As I’ve mentioned, I am reading Turansky and Miller’s Say Goodbye right now, so I wanted to keep talking about it 🙂
In Say Goodbye, there is an overwhelming theme that includes the idea that honor does more than what is expected. I really like this definition of honor, because I think it would be very easy to teach children (and adults!) I’ve been working on expressing honor in my life, and I hope that my positive example will be the first way that I teach my kids about honor. Reading this book has shown me a lot of places where we are honorable (and a lot of places that are lacking in honor.)
I am a very task-oriented person. I like checklists. I like accomplishing things. I do not like to dillydaddle. Hanging around and doing stuff that is not required is a pretty difficult thought to wrap my brain around. Its not that I want to skimp on things, its just that I want finish it completely and move on to the next task. I like to get things done.
This is pretty much the opposite of what Turansky and Miller are suggesting we should do in order to honor each other. Honor is all about doing something extra. This is a very people-oriented line of thought. This has made me think.
I am assuming that their approach will be much easier to put into action if your children are people oriented. If your kids naturally want to please, want to be around people, and want to focus on people, then I think it’ll be easy to teach them to take that next step. My son, for example, naturally does much of what is in the book. Its his personality.
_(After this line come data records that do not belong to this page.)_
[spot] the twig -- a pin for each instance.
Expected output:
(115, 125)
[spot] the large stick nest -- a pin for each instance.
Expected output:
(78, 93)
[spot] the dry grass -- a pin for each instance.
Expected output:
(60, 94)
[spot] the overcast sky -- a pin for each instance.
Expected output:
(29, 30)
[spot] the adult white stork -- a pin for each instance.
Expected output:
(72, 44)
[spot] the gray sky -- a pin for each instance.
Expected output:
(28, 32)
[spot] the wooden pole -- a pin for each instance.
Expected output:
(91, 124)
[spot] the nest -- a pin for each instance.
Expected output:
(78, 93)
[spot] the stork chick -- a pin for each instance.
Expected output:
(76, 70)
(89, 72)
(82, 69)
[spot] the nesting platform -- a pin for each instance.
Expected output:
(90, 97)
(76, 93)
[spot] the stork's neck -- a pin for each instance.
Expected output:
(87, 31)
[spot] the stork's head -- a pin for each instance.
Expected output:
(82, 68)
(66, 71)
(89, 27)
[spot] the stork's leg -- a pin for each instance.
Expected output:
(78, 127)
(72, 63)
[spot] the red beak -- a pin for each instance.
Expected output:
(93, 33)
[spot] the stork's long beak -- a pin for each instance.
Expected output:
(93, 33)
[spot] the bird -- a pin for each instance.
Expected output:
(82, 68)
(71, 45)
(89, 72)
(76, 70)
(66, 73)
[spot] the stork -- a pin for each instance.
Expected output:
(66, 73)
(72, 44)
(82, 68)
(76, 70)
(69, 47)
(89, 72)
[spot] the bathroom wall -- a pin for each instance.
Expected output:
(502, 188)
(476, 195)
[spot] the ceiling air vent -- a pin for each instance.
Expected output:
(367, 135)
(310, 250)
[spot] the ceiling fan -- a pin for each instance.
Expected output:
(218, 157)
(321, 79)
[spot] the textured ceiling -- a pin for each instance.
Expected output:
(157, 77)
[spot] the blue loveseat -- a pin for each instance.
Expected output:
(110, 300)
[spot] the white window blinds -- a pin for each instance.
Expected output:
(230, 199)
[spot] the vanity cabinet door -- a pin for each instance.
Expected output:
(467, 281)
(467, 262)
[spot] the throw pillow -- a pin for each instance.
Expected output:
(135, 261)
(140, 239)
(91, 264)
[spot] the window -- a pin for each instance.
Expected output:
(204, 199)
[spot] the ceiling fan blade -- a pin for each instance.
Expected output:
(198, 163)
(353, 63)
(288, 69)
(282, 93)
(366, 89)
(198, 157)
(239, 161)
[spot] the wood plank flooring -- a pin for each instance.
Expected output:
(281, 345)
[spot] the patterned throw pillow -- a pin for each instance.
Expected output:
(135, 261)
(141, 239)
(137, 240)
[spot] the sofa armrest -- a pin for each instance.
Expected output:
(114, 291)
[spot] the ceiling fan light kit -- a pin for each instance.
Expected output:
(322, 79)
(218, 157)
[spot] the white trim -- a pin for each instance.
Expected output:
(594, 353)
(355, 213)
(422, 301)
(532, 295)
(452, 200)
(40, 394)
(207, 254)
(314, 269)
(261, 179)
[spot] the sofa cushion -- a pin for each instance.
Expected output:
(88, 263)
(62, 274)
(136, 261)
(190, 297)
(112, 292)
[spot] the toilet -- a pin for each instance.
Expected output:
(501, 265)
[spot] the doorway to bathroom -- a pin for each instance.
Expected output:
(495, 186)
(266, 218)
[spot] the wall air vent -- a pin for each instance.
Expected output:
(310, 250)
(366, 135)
My dh is the same way. My dd and I do not naturally gravitate towards those types of ideas. We want to finish and move on.
I guess what I’m trying to figure out is if that is really wrong. I am trying to think of ways for my dd and I to use our own natural inclinations to still show honor. I am sure it is possible. It just hasn’t really been covered a whole lot. Or maybe honor will just be more difficult for us? It won’t come as naturally as it does for some? Hmmm. Lots to consider.